第27章 初めての
寮のベットへと沈み込み、携帯をジッと見つめ続けてかれこれ1時間は経過したと思う。
うん、どうしよう…いや、どうしようとかそんなことを言っている場合ではない。
私が見つめる先の画面には、傑先輩へとメールを打つための画面が開かれているのにも関わらず、そこには文字一つ打てていないまっさらな画面。
「はぁ…どうしたら良いか分からない」
七ちゃんと雄ちゃんに話を聞いてもらい、やはり直ぐに傑先輩と仲直りしなくてはと思った私は、いつもならば三人教室でお喋りでもしている時間に急いで寮の部屋へと一人戻って来た。

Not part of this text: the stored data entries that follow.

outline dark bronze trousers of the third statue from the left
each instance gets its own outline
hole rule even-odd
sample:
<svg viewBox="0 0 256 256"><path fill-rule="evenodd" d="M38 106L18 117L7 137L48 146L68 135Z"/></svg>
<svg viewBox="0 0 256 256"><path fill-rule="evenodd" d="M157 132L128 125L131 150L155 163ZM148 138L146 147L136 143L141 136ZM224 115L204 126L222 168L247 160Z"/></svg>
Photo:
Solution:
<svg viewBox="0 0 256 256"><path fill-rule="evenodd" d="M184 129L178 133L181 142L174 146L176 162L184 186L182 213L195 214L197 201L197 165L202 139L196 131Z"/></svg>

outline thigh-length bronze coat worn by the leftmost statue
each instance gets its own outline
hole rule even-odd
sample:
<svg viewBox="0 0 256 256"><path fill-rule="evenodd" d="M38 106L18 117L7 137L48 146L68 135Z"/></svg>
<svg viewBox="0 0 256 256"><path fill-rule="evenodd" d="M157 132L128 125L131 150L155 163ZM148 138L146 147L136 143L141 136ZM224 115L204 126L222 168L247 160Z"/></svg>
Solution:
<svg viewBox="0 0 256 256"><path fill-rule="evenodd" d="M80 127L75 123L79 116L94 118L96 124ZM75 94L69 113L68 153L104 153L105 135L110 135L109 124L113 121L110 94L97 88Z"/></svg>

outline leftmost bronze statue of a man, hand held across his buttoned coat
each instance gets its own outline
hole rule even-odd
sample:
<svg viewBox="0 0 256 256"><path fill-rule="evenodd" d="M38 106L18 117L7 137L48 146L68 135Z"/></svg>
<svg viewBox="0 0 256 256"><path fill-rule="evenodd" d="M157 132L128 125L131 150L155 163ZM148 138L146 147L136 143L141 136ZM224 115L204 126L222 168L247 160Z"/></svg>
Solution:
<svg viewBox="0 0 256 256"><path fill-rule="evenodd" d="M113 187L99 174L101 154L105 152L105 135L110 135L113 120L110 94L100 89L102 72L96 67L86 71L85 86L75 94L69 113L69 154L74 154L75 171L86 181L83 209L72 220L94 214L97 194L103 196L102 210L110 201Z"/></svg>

メールで今までの己の行いを謝ろうか。いやいや、でもメールじゃきっと誠意が伝わらない。七ちゃんは傑先輩が悪いと言っていたけれど、元を正せば絶対に私が悪い。私が…悪いんだよ…
「…やっぱり電話の方が良いかな」
でも電話をする勇気がない。いつもならば傑先輩にメールを送ることも電話をすることも、躊躇などせずにすぐさま出来るのに…
今は…そう簡単に出来ない…
何故なら私達はここ数日顔を合わするどころかメールのやり取りすらしていないから。喧嘩をしてしばらくしたころ、傑先輩が一週間の京都へのヘルプに行ってしまってからただの一度も。